Opinion
Argued May 2, 1939 —
Decided July 22, 1939.
1. In cases where the doctrine of res ipsa loquitur applies, it is an essential that the agency causing the mischief be under the control of the party charged with liability.
2. Plaintiff, a passenger on a train of defendant, while seated next to a open window, the window of the seat in front of him likewise being opened, was struck in the eye by a small piece of stone and seriously injured, and brought suit which resulted in a nonsuit. One of plaintiff's witnesses, a geologist, testified that the stone in question was traprock, used in the manufacture of concrete, asphalt roads and railroad ballast, and it is contended that proof of such facts was sufficient under the doctrine of res ipsa loquitur to raise an inference of negligence which defendant was bound to explain or negative. Held, that the occurrence in question affords no prima facie evidence that there was want of the high degree of care incumbent upon common carriers, and that the judgment below was proper under the circumstances.
On appeal from the Camden County Circuit Court.
Before BROGAN, CHIEF JUSTICE, and Justices DONGES and PORTER.
For the plaintiff-appellant, Bartholomew A. Sheehan ( Vincent L. Gallagher, of counsel).
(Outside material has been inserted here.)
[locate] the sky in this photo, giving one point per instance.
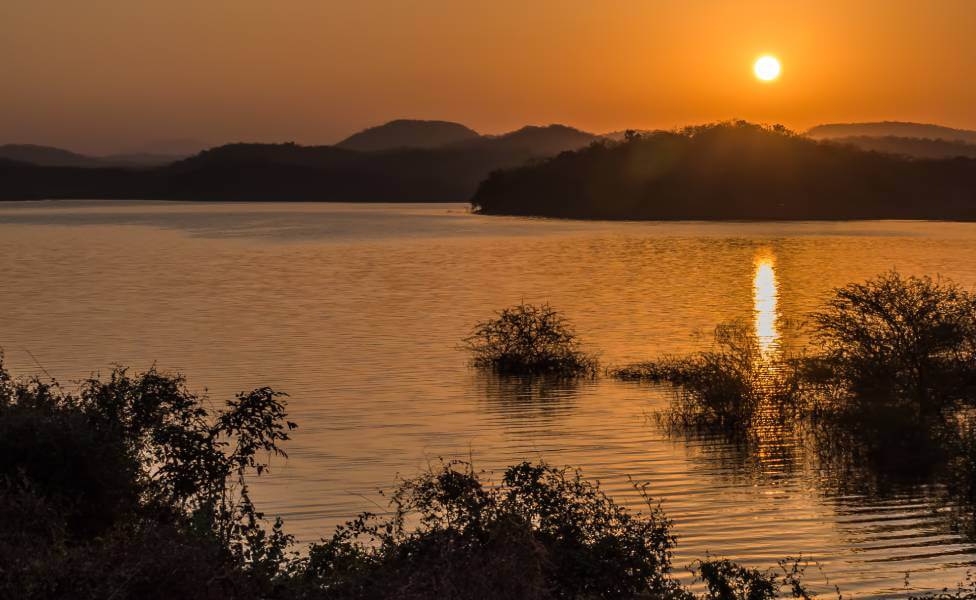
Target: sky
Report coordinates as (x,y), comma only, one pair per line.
(103,76)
For the defendant-appellee, French, Richards Bradley ( Floyd H. Bradley, Grace Heritage Smith, of counsel).
This is plaintiff's appeal from a judgment of nonsuit. Plaintiff, on August 16th, 1935, was a passenger on a train of the defendant railroad company en route from Camden to Wildwood. He occupied a seat in the train on the right-hand side immediately next to the window, which was open, the window of the seat immediately in front of him being likewise open. The plaintiff testified that a small piece of stone came through the open window of the seat in front of him, struck him in the left eye, and as a result he lost the sight of that eye. The piece of stone in question was identified and one of the plaintiff's witnesses, a geologist, said that the stone in question was traprock which "is used in the manufacture of concrete, asphalt roads and railroad ballast."
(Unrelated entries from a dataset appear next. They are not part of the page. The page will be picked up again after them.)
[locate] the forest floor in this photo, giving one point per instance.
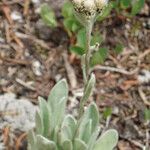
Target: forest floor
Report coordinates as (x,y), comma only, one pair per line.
(34,57)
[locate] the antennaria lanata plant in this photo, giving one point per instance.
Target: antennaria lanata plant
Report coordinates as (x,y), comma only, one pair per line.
(56,130)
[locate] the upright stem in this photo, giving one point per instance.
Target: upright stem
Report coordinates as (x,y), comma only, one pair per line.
(88,52)
(86,64)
It is contended that the nonsuit was erroneous; that proof of the facts above set forth were sufficient under the doctrine of res ipsa loquitur to raise an inference of negligence which the defendant was bound to explain or negative. Reliance is placed upon cases of which Whalen v. Consolidated Traction Co., 61 N.J.L. 606; 40 Atl. Rep. 645; Mumma v. Easton and A.R. Co., 73 N.J.L. 653; 65 Atl. Rep. 208, are typical. But we are unable to agree that the occurrence in question affords prima facie evidence that there was want of the high degree of care incumbent upon common carriers. In cases where the doctrine of res ipsa loquitur applies it is an essential that the agency causing the mischief be under the control of the party charged with liability. Such is not the case here. There is no proof that the small stone which caused this most unfortunate injury was part of the road ballast or that it came from the roadbed at all. It might quite conceivably have been thrown by a mischievous person. On this important element of the case the court was right in not leaving the matter to speculation.
The judgment is affirmed, with costs.